In June 2019, I was visiting my parents. One day I learned that, the previous afternoon, Tabrez Ansari had been lynched by a mob, less than three hours away from our house. My immediate instinct was to think about what we had been doing when this young man was being beaten to death. We were watching TV, eating mangoes, fussing over the temperature of the air-conditioner, and complaining about the warm weather. Suddenly, there was nothing normal about what had seemed to be a rather normal set of activities only a day ago. How is it normal to watch TV when a man is being murdered in your own backyard? And if it is normal in India of 2020 then why is it so? I wrote this story to un-normalise hatred in my own limited capacity as a writer.

When you set out to write a story, do you deliberately choose to address specific socio-political themes and construct a plot around it? Or, does the plot come first?

The emotional turmoil of a character comes first. It is only then that I am tempted to inquire into the sources of the turmoil and create a plot that would best facilitate that inquiry. Sometimes the socio-political underpinnings of a character’s emotional landscape are more seemingly urgent. The Great Indian Tee and Snakes , for instance, takes up issues that manage to find their way into news headlines. But sometimes a character is grappling with the politics of everyday life. After all, politics extends beyond what is in the news.

You said in a recent interview that “Hinglish” is your most comfortable language. With respect to language and subject, do you think the diversity of Indian English writers has increased over the last few years?

One of the most exciting developments in the works of young Indian English writers is the dispensability of the West. We no more need to have a character who writes letters to a distant relative who happens to be an undocumented immigrant in San Fransico in order for the publishing industry to take us seriously. Our characters can finally live and die within the geopolitical borders of the subcontinent and be trusted to have interesting lives. Yet, in the coming years, I wish all of us Indian English writers would take more risks with subject matter as well as language. Because we have not told nearly enough stories as yet considering that there is no other country in the world like India. It is one of the most daring political experiments in the history of humankind. So the possibilities of telling path-breaking stories are as endless as the need to do so.

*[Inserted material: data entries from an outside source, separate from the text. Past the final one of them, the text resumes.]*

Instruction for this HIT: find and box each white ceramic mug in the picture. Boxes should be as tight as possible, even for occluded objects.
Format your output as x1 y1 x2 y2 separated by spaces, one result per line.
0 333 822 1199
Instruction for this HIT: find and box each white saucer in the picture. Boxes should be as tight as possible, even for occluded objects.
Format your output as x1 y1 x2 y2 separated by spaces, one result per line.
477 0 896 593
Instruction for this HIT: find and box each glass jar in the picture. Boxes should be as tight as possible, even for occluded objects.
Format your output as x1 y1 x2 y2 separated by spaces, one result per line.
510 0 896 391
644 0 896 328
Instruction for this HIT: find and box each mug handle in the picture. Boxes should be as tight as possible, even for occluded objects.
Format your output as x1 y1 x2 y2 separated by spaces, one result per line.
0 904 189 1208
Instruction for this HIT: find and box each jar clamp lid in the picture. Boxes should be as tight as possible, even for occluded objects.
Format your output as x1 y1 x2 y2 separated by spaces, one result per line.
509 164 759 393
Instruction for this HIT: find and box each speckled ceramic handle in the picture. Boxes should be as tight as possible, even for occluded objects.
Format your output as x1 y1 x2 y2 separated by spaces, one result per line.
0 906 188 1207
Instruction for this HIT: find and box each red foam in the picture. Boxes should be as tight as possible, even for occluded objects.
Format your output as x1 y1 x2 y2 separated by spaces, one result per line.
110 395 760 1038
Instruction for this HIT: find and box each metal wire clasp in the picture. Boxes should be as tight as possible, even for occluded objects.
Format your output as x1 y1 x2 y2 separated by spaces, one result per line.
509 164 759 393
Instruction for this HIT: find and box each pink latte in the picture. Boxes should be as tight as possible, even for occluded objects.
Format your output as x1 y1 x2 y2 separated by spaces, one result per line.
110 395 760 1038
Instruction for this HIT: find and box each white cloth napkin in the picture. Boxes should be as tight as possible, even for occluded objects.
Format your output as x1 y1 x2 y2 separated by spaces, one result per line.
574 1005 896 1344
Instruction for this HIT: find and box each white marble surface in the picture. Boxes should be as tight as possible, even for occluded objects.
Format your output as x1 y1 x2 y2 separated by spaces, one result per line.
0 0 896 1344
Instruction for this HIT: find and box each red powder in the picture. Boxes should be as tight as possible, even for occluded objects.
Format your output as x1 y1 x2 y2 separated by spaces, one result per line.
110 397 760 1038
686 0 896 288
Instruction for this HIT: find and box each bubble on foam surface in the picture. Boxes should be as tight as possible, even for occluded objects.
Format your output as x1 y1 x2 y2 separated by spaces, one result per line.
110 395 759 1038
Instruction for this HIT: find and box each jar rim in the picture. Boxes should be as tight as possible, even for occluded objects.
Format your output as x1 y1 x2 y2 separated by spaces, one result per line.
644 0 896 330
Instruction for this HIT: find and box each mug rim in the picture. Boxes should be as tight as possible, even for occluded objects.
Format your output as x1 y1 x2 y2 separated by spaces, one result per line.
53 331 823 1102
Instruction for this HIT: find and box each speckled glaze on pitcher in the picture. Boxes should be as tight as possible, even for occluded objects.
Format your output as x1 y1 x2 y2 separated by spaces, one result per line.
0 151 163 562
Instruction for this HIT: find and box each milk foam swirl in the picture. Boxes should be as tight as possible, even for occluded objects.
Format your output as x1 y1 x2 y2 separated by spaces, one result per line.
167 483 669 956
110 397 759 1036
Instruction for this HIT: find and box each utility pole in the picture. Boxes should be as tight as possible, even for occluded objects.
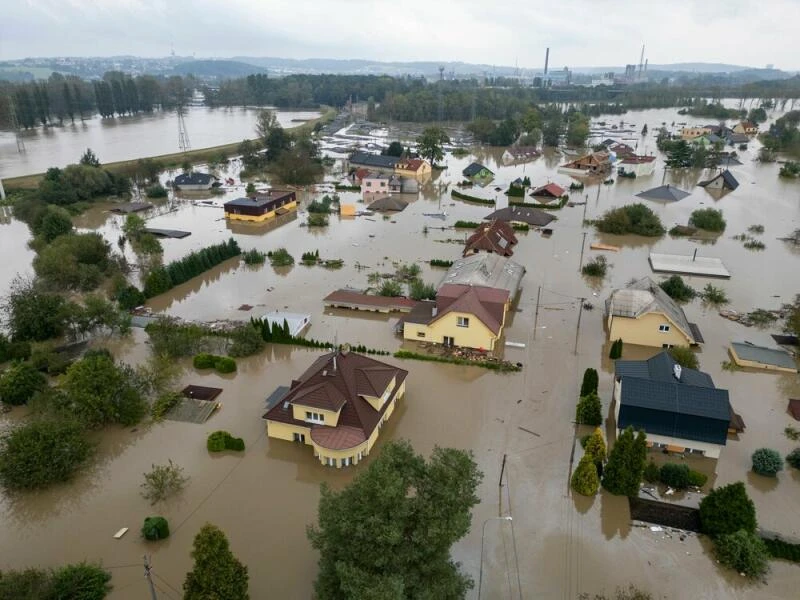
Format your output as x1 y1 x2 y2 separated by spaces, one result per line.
578 231 586 273
144 554 158 600
573 298 586 355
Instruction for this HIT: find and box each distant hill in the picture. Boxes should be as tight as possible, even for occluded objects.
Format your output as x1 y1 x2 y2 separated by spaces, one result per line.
172 59 267 79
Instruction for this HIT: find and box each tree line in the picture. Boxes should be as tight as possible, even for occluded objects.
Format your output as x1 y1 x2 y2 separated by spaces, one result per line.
0 71 196 129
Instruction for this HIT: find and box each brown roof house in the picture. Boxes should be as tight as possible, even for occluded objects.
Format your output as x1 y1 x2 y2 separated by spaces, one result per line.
463 221 517 256
264 349 408 468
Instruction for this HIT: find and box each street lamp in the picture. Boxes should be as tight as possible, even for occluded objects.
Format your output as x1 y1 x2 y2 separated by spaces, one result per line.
478 516 514 600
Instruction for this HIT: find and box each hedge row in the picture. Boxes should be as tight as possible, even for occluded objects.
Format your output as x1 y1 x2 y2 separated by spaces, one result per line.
144 238 242 298
394 350 522 373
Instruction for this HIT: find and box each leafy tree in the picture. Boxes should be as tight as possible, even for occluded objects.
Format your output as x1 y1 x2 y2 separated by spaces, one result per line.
689 208 726 232
183 523 250 600
752 448 783 477
0 420 91 489
141 460 189 504
658 275 697 304
667 346 700 370
381 141 405 157
714 529 769 579
575 392 603 425
700 481 756 535
417 127 450 165
79 148 100 167
580 368 600 398
61 352 147 427
308 441 483 600
603 427 647 496
571 454 600 496
0 362 47 406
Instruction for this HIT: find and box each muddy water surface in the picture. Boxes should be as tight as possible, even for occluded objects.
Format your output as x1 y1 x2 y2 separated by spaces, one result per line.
0 103 800 598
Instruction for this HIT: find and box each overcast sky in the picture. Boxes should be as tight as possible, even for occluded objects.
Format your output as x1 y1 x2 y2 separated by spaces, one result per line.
0 0 800 70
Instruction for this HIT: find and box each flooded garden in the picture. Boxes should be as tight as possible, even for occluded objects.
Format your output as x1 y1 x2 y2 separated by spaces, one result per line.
0 103 800 600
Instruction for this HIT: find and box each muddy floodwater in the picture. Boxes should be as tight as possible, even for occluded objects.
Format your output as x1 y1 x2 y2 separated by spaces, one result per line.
0 105 800 600
0 106 319 177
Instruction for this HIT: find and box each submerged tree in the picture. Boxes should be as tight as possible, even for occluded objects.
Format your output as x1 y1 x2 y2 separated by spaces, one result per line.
308 441 483 600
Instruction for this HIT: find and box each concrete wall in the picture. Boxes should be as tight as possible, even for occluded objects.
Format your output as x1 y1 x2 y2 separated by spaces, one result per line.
403 312 503 350
608 312 692 348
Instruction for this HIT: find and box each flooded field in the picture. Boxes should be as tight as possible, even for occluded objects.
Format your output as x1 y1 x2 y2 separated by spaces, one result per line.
0 105 800 600
0 106 319 177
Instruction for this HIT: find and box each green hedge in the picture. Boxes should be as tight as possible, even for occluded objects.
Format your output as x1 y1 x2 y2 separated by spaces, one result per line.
206 431 244 452
394 350 522 373
762 538 800 562
144 238 242 298
450 190 494 206
142 517 169 542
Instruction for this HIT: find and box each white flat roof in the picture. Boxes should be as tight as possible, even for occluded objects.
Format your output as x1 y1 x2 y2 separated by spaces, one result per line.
650 252 731 279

Do you think it is important to have more storytellers in English from Tier-2 and Tier-3 cities in India? If yes, why?

When I was eight years old, my family briefly migrated to Surat, and then to Mumbai, so my father could try his luck at the textile business. Those four years of living in western India as a Bihari/Jharkhandi taught me, for the first time, what it means to be otherised. I realised that the version of Hindi that we spoke back home was looked down upon everywhere else. So I can not even imagine what more than 65% of Indians, who live in rural areas, go through when they encounter what we consider to be Indian (pop) culture. Therefore, although we are still far from arriving at a coherent representation of India in our works of literature, the emergence of writers from Tier-2 and Tier-3 cities is a step forward in that direction.